Od miesiąca mamy problem z częstym lizaniem nosa u psa rasy shih tzu. Lizanie jest widoczne kilka razy dziennie, ale też potrafi wybudzić się kilka razy w ciągu nocy i lizać go przez 5-10 minut non stop.
Byliśmy już na kilku wizytach u weterynarza:
1) wykryto drożdżycę, która została już wyleczona,
2) podano leki na infekcję bakteryjną,
3) podano lek na podrażnione gardło,
Po żadnej z wizyt nie poprawiło się i pies nadal się liże.
Właśnie wróciliśmy z kolejnej wizyty na której podano mu lek przeciwbólowy. Dostał te leki również do domu i na poniedziałek jesteśmy umówieni na badania krwi. Weterynarz już opuszcza ręce i nie wie co może mu być. Mówi, że może to być też lizanie nawykowe jeśli nie ma innych objawów.

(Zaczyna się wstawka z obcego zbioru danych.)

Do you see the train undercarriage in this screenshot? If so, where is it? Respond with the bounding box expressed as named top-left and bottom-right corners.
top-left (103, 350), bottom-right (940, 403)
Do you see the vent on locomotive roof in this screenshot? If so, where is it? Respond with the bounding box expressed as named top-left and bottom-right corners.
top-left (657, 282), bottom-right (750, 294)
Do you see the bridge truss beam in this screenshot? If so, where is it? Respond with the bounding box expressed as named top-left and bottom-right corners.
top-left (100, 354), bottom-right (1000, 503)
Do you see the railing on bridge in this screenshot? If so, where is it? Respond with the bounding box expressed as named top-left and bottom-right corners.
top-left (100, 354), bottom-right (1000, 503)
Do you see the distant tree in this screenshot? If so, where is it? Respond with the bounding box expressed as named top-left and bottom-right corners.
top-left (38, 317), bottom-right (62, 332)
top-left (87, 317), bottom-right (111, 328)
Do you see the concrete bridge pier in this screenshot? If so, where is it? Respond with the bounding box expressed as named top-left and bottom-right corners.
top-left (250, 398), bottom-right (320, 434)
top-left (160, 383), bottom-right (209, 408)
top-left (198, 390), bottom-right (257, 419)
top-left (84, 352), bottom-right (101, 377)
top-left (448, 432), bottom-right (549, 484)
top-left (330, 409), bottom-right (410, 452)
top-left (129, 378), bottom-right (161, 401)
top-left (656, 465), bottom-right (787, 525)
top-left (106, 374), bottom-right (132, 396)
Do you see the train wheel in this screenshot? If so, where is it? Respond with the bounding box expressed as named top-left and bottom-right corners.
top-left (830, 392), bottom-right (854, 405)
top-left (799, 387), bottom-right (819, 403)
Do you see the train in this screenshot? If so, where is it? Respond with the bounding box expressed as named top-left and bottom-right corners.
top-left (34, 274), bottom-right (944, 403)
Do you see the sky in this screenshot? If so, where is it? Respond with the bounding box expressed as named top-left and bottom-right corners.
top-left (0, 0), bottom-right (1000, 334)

Pomóżcie jaka może być tego przyczyna?
Piesek ma też kamień na zębach ale jego wiek to 13 lat i boimy się o jego usypianie. Jego apetyt nie zmalał, wręcz od brania leków jest większy.
Lizanie nosa u psa
Na badania krwi jesteśmy już umówieni. Ale czy czy oprócz kamienia na zębach może być inny powód lizania?
Z tym, że apetyt psa sie nie zmienił. Je twarde smaczki bez żadnego problemu. Podajemy mu lek przeciwbólowy zalecony przez weterynarza by sprawdzić czy to ból nie jest przyczyną i nic się nie zmieniło. Piesek ma 13 lat i nigdy nie był stresowym pieskiem.